Los Oscars de 2012 rendirán pleitesía, sea cual sea el veredicto, a los padres y maestros de las historias. Cuatro candidatas a triunfar, películas excelentes en forma y fondo, recorren un camino de vuelta en medio de una crisis de ideas y una lacra de originalidad extendida como una plaga bíblica.
‘The Artist’ hace del silencio su música y del blanco y negro su coreografía en un baile preciosista y mágico por los primeros pasos de un cine que suplicaba innovación. Dos horas justificadas en un minuto final prometedor.
‘La invención de Hugo’ es una oda a las historias que nos abrieron los ojos siendo niños, con especial atención a ese lugar donde se crean los sueños que explica con tanta ternura Ben Kingsley en la que será, probablemente, una de las escenas más emotivas del año para los amantes del cine.

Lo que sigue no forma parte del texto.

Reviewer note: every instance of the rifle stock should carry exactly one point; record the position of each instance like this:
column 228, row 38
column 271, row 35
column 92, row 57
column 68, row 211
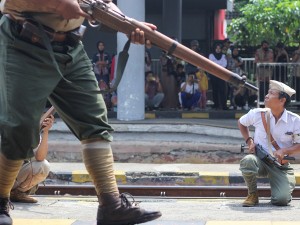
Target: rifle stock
column 104, row 14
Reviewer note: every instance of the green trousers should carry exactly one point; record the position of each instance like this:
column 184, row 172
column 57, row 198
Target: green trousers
column 282, row 181
column 28, row 77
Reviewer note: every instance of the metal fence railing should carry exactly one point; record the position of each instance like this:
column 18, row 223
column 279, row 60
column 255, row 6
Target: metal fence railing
column 261, row 73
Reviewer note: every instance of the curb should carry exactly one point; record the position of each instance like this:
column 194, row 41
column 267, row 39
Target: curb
column 163, row 178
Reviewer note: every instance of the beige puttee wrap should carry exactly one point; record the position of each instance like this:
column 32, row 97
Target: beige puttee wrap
column 9, row 170
column 98, row 160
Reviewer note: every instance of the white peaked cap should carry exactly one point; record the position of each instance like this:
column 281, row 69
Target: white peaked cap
column 276, row 85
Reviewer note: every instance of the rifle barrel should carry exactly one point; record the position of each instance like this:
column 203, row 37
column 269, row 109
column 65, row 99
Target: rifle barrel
column 102, row 13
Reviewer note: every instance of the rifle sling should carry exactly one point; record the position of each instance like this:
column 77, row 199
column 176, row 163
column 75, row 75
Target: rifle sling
column 273, row 142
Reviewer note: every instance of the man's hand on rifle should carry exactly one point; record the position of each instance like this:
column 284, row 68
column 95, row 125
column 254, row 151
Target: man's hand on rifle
column 279, row 154
column 138, row 36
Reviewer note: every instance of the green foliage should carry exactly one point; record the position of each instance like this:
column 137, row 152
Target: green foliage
column 271, row 20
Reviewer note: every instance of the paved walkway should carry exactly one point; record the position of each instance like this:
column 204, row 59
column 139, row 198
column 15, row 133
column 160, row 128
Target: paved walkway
column 159, row 174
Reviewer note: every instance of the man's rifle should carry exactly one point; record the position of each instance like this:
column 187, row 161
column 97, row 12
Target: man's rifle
column 105, row 15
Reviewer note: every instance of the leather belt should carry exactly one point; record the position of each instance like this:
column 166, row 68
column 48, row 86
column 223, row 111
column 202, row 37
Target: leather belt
column 33, row 32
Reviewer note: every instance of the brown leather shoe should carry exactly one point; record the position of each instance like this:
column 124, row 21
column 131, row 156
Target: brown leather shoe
column 5, row 205
column 18, row 196
column 251, row 200
column 117, row 210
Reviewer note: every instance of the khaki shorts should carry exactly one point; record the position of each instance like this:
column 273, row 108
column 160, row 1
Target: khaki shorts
column 28, row 77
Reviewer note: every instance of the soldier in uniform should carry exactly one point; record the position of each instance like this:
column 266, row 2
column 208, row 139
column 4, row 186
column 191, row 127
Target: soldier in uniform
column 281, row 136
column 41, row 57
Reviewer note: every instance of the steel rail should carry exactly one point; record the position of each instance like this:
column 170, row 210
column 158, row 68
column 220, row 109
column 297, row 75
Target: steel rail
column 162, row 191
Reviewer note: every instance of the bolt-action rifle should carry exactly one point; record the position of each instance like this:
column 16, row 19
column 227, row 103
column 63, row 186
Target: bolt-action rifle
column 266, row 157
column 104, row 14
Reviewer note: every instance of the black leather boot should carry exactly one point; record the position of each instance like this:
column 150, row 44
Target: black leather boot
column 117, row 210
column 5, row 204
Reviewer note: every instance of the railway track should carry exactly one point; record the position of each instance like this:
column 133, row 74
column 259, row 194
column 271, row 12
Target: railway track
column 162, row 191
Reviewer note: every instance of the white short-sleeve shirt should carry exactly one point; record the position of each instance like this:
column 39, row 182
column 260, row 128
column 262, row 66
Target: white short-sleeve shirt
column 286, row 131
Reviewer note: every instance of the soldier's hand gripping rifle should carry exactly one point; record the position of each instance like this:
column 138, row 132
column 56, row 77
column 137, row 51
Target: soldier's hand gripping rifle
column 266, row 157
column 104, row 14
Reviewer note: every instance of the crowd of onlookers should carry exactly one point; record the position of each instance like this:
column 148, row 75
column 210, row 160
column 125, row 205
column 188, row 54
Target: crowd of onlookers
column 181, row 85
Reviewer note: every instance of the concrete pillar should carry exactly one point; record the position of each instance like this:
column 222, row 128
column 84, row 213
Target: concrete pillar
column 131, row 90
column 172, row 18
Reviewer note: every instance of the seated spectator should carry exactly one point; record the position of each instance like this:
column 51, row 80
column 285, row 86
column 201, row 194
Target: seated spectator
column 190, row 94
column 106, row 96
column 203, row 84
column 180, row 75
column 153, row 92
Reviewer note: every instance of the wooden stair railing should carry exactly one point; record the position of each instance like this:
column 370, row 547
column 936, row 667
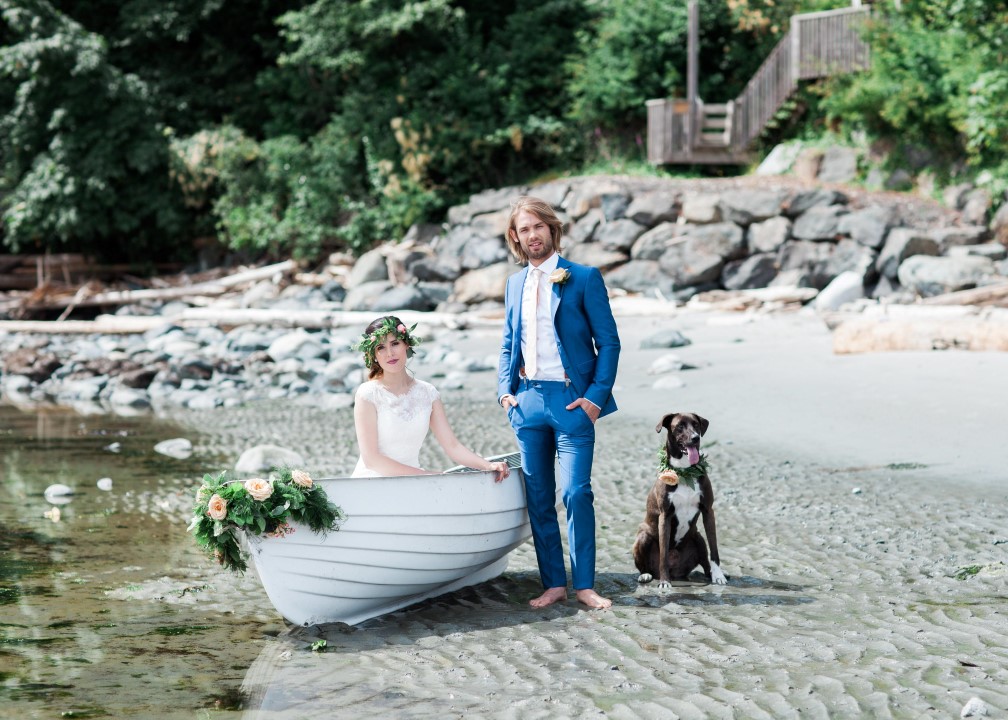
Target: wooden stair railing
column 817, row 44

‘Medianoche en París’ es la reunión de románticos a la que Woody Allen no pudo asistir por nacer demasiado tarde. Dalí, Elliot, Hemingway o Buñuel, los colegas con los que el neoyorkino nunca se pudo emborrachar y así, con naturalidad, poder haberles dicho a la cara, con sinceridad etílica: os debo la vida.
Y la vida, en cualquier sentido, es la obsesión de Terrence Malick. ‘El árbol de la vida’ reconoce las bondades y las miserias del hombre, entendido como el resultado alquímico de ciencia y fe. Quizás, el reconocimiento más ambicioso a la primera historia.
Como le diría Isabel a Hugo después de ver a Harold Lloyd trepar por el reloj de Buster Keaton: “Gracias por el cine”.